Ready-made text analysis APIs, as a rule, do not know how to “discover” new concepts in a given subject area and use them to improve the quality of analysis. In general, prior to the experience with reviewdot, we thought that such self-improving systems did not work well enough to be practically useful, but here we were convinced of quite the opposite.

And these are potentially hundreds of specialized tasks that are theoretically possible to do, but in practice are not yet covered. Of course, we cannot solve each applied task on our own, and after some reflection, the idea of ​​a business scheme was born:

The client (often a software developer) has a task or an idea of ​​a new application → he contacts us, we free of charge make support of the function he needs and provide it through a web-API or offline → if the application is successful, the developer receives income and pays access to it to web API.

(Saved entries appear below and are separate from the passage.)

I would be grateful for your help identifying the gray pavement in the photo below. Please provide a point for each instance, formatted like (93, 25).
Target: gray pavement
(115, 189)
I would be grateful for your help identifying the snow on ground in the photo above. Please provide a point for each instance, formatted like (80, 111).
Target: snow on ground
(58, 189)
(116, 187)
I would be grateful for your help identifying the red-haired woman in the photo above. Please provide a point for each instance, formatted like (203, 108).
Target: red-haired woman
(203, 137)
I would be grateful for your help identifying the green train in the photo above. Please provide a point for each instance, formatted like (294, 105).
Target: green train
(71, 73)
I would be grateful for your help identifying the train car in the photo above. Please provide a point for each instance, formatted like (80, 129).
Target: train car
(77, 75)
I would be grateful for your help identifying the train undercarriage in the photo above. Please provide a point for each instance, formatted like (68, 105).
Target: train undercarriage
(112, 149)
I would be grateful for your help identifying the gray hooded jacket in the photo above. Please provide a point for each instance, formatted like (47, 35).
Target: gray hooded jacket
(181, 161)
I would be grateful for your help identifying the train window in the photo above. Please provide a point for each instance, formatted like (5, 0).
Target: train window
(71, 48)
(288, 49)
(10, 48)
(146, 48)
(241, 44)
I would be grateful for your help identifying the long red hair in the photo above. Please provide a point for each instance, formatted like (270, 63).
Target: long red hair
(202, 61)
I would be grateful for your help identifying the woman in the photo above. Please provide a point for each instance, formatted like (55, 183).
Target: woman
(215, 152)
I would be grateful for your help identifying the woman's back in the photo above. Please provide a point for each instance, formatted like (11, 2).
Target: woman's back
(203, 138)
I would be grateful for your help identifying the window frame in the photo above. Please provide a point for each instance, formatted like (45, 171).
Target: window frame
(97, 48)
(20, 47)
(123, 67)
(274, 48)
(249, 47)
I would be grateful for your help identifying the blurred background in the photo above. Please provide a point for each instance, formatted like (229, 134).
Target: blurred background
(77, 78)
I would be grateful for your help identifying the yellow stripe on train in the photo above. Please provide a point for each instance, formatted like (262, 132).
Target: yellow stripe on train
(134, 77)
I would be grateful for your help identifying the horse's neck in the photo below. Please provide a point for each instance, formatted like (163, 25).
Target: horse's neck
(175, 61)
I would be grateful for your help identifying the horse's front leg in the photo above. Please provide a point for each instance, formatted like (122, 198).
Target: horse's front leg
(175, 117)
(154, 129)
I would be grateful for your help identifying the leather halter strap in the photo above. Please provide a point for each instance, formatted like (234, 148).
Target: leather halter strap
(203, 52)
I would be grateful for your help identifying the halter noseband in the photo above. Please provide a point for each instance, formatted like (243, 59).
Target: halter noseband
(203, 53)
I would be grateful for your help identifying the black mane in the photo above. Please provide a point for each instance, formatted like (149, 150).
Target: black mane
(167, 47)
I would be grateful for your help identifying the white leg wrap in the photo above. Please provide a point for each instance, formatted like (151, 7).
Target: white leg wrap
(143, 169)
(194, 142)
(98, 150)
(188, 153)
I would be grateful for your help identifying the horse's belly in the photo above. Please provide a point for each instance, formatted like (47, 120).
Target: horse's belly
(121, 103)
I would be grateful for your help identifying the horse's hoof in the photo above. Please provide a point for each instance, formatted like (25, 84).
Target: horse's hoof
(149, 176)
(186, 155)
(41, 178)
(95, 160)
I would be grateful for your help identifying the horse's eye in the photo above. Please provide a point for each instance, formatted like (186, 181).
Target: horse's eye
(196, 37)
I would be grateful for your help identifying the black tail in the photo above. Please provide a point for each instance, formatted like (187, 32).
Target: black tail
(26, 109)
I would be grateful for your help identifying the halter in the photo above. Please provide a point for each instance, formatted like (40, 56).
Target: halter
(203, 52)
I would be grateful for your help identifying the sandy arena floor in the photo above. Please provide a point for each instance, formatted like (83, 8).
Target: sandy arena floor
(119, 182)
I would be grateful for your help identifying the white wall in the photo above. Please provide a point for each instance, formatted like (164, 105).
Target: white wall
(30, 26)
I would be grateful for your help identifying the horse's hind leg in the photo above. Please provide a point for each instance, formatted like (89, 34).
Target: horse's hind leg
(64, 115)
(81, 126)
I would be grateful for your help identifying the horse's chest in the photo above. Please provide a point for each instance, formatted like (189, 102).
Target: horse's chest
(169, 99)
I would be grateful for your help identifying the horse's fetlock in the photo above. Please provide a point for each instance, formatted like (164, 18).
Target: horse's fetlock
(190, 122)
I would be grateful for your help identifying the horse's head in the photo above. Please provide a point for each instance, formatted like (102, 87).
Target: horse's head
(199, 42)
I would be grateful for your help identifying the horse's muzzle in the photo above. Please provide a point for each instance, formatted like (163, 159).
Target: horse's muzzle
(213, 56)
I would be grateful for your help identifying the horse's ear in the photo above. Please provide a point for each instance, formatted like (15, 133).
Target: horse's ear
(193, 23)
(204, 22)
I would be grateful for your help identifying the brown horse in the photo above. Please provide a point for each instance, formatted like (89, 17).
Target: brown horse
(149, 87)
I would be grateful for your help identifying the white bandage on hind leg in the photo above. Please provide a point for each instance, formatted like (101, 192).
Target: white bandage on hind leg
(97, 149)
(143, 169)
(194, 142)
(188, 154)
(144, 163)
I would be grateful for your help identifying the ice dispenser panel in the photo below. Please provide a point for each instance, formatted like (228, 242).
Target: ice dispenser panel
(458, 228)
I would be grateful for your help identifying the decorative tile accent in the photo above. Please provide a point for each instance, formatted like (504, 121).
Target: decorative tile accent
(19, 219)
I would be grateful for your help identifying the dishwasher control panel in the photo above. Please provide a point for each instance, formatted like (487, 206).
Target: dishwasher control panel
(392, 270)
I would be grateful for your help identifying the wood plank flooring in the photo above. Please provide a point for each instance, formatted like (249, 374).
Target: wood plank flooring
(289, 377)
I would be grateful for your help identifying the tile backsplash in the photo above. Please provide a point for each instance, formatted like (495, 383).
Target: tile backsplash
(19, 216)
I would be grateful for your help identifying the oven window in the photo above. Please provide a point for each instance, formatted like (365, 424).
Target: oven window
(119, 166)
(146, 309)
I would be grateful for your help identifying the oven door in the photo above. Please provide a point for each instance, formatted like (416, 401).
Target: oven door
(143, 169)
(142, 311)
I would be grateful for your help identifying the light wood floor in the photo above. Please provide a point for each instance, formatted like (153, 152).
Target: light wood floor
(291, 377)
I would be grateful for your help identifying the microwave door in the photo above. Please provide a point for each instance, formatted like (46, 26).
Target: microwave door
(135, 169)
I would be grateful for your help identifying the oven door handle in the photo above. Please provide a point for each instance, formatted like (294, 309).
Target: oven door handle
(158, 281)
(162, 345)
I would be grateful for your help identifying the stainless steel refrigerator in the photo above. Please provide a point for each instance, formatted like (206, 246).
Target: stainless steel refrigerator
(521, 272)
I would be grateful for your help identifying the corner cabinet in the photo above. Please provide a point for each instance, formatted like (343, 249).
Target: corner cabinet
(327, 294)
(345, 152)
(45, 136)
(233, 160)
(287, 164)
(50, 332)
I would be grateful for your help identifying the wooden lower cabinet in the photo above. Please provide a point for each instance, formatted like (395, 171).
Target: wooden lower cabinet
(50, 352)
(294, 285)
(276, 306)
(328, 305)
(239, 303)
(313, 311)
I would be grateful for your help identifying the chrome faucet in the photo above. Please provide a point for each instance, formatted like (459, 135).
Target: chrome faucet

It is clear that there are also many difficulties. For example, in order for the system to scale to new tasks, you need to make sure that you do not need to write a separate solution for each user. It is much better to have a kernel that can potentially do everything - one intellectual architecture for all tasks, which is simply trained on a certain number of test cases. We already had some prototype as a result of the work on reviewdot - the fact is that we were too lazy to use standard language processing methods - all sorts of determinants of speech parts, morphological analyzers, parsers building trees, and similar tools with (semi-manual) selection of signs for the classification required a lot of monotonous work, and this turned out to be our weak point (see above). Therefore, after studying the literature, we found text analysis algorithms using neural networks that worked a little worse, but, having written one core, we could use it almost everywhere, and when it didn’t fit somewhere, we looked for a way to expand / change it so that -So use. Such an approach sometimes gave rise to terrible decisions, but nonetheless worked.

In the fall of 2014, we discovered on the network open testing of the analysis of tonality analysis systems in Russian at the Dialog conference and decided to take part in it to test how our “handicraft” approach to language analysis is compared to professional solutions. This led to several cycles of improvements, and sleepless nights (which is the topic of a separate article), but in the end we not only managed to confirm universality, but also take several first and second places along different paths, which made our system one of the best and most accurate. results.

Thus, the idea has finally matured, and we started working while in test mode, looking for people with interesting tasks or application projects, and inviting them to make an analyzer. So far, there are only two such projects in development, but there is hope that others will appear.